Although Darwin already knew in 1837 that evolution was an inescapable conclusion to be drawn from the evidence, he did not allow himself to proceed any further with his discovery until he had found an explanation of the fact of adaptation. In a general way, all plants and animals are adapted to their environment, for otherwise they could not live. A man drowns in the sea; a fish dies out of water. But there are some structures which show a particularly intimate relationship between the organism and its conditions of life. Mistletoe is a parasite that requires a tree of certain species to live on, a particular insect to pollinate its flowers, and a thrush to eat its berries and deposit its seeds on branches of the same species of tree. A woodpecker has two of its toes turned backwards with which it grips the bark of a tree; it has stiff tail-feathers with which it props itself against the tree; it has a very strong beak with which it bores holes in the tree trunk; and it has an abnormally long tongue with which it takes the grubs at the bottom of the holes. Other plants than mistletoes and other birds than woodpeckers do not have all these adaptations, and therefore, if evolution has occurred, it is necessary to give an objective explanation of how these adaptations arose.

Darwin knew that all members of a species are not identical but show variation in size, strength, health, fertility, longevity, instincts, habits, mental attributes, and countless other characters. He soon perceived that such variation could be, and in fact was, turned to good account by man in the course of artificial selection which he has practised in the production of cultivated plants and domestic animals since the Neolithic Age. The key was selection which is the practice of breeding only from those parents that possess the desired qualities. But how could selection operate on wild plants and animals in nature since the beginning of life on earth without man or a conscious being to direct it ? The solution of this puzzle occurred to Darwin accidentally when he read Malthus's Essay on Population and realised that under the conditions of competition in which plants and animals live, any variations would be preserved which increased the organisms' ability to leave fertile offspring, while those variations which decreased it would be eliminated. In a state of nature, selection works automatically, which is why Darwin called it Natural Selection. Furthermore, it is not only individuals that natural selection eliminates but their potential offspring which, because of the fact of heredity, would have resembled them.
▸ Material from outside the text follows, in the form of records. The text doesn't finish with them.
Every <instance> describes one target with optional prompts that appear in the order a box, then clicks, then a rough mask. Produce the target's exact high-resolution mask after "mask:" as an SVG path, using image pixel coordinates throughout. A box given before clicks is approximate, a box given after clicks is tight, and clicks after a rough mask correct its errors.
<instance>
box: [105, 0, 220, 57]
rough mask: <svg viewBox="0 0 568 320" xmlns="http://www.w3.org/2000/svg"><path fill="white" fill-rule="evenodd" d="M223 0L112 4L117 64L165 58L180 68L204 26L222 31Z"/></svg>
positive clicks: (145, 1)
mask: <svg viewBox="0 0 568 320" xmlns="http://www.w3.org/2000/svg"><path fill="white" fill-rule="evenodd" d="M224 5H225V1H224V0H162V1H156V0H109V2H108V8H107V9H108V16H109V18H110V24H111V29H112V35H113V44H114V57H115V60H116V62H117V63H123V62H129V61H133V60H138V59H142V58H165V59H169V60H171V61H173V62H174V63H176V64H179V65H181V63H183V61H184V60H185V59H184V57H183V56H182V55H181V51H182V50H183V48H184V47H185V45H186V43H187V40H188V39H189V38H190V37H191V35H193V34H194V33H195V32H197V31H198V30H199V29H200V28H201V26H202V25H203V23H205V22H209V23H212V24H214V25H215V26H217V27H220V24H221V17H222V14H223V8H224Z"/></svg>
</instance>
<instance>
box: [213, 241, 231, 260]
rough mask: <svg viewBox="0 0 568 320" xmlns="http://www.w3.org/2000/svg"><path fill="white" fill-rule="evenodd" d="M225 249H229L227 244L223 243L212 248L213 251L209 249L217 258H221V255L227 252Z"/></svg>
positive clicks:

Darwin was then able to formulate a complete theory providing a rational explanation of the causes as well as of the fact of evolution in plants and animals. It is formally based on four propositions which he already knew to be true, and three deductions which are now also known to be true. They may be enumerated as follows.

1. Organisms produce a far greater number of reproductive cells than ever give rise to mature individuals.

2. The numbers of individuals in species remain more or less constant.

3. Therefore there must be a high rate of mortality.

4. The individuals in a species are not all identical, but show variation in all characters.

5. Therefore some variants will succeed better and others less well in the competition for survival, and the parents of the next generation will be naturally selected from among those members of the species that show variation in the direction of more effective adaptation to the conditions of their environment.

6. Hereditary resemblance between parent and offspring is a fact.

7. Therefore subsequent generations will maintain and improve on the degree of adaptation realised by their parents by gradual change.

This is the formal theory of evolution by natural selection, first announced jointly on 1 July 1858 by Darwin and Alfred Russel Wallace who had, again independently, come to the identical conclusion. It represents a step in knowledge comparable to Newton's discovery of the law of gravitation.